Questo scenario, che sembrava il copione tattico chiave dell'intera Vuelta, si è sgonfiato a causa della crisi di Ayuso sulla salita di Andorra, dove la corsa è arrivata ieri, giovedì 28 agosto, per la sua sesta tappa. Lo spagnolo si è staccato presto e ha perso più di dieci minuti, finendo così fuori dai giochi per la classifica generale. Nel dopo corsa, Ayuso non è apparso particolarmente sorpreso o amareggiato per il risultato. "Non ero alla Vuelta Espana per puntare alla classifica", ha dichiarato lo spagnolo della UAE Emirates.
La crisi di Ayuso ad Andorra
Secondo i programmi di inizio stagione, Juan Ayuso non avrebbe neanche dovuto partecipare a questa Vuelta Espana. Lo spagnolo era il leader designato per il Giro d'Italia, corsa in cui ha vinto una tappa ma che per il resto non gli ha riservato particolari gioie.

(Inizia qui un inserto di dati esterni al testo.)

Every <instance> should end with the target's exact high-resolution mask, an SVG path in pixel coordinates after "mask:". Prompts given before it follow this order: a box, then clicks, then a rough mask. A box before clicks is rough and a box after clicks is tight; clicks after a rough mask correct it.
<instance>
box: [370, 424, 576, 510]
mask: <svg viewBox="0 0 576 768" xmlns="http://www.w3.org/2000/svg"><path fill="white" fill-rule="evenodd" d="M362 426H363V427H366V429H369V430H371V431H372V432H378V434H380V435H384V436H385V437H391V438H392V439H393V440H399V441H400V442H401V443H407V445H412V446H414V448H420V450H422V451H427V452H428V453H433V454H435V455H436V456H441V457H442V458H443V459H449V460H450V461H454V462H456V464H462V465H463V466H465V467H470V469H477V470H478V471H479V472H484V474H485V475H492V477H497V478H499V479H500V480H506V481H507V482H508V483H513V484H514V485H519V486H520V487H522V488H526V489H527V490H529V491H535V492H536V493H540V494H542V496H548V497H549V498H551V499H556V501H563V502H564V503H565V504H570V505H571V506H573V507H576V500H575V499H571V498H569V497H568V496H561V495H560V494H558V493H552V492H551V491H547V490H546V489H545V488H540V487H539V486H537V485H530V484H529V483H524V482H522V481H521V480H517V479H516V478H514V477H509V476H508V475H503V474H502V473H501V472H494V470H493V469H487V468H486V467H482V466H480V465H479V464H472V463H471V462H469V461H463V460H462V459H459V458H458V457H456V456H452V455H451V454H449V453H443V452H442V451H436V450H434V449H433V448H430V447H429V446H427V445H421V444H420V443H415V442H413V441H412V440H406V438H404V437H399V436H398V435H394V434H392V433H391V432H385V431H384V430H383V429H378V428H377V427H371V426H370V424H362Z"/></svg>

Ayuso ha dovuto fare i conti con l'esplosione di Isaac Del Toro, che ha reso ancora più difficile la sua posizione nelle gerarchie interne alla squadra. Ayuso ha concluso il Giro con un ritiro, senza riuscire a competere per la classifica, e la squadra ha deciso di dargli un'altra opportunità inserendolo nella formazione per la Vuelta Espana. Il corridore era particolarmente atteso, ma al primo vero test è crollato, perdendo più di dieci minuti nella tappa di Andorra.
"Ho detto fin dal primo giorno che non ero qui per la classifica generale", ha dichiarato Ayuso al traguardo di Andorra.
'Non mi sento ancora bene'
Il corridore ha spiegato che questo risultato non è stato una sorpresa e che, nonostante la spinta dei media, non aveva particolari aspettative in ottica classifica generale.
"Sto migliorando sempre di più, ma non sono ancora abbastanza bravo per fare bene in salita. Ho dovuto continuare a provarci, ma non mi sento ancora bene", ha aggiunto Ayuso.
"Sapevo già che sarebbe stato difficile e che non mi sentivo al meglio. È normale che la gente si aspetti di più da me; sto facendo tutto il possibile. Non è stato come al Giro, quello è stato un duro colpo", ha commentato il corridore spagnolo, che si è detto pronto a mettersi al servizio dei compagni e soprattutto di Almeida, rimasto come l'unico leader della squadra. "Ora aiuterò la squadra a vincere questa Vuelta. João sta andando bene, questa è la cosa più importante. Io posso ancora lottare per una tappa", ha commentato Juan Ayuso.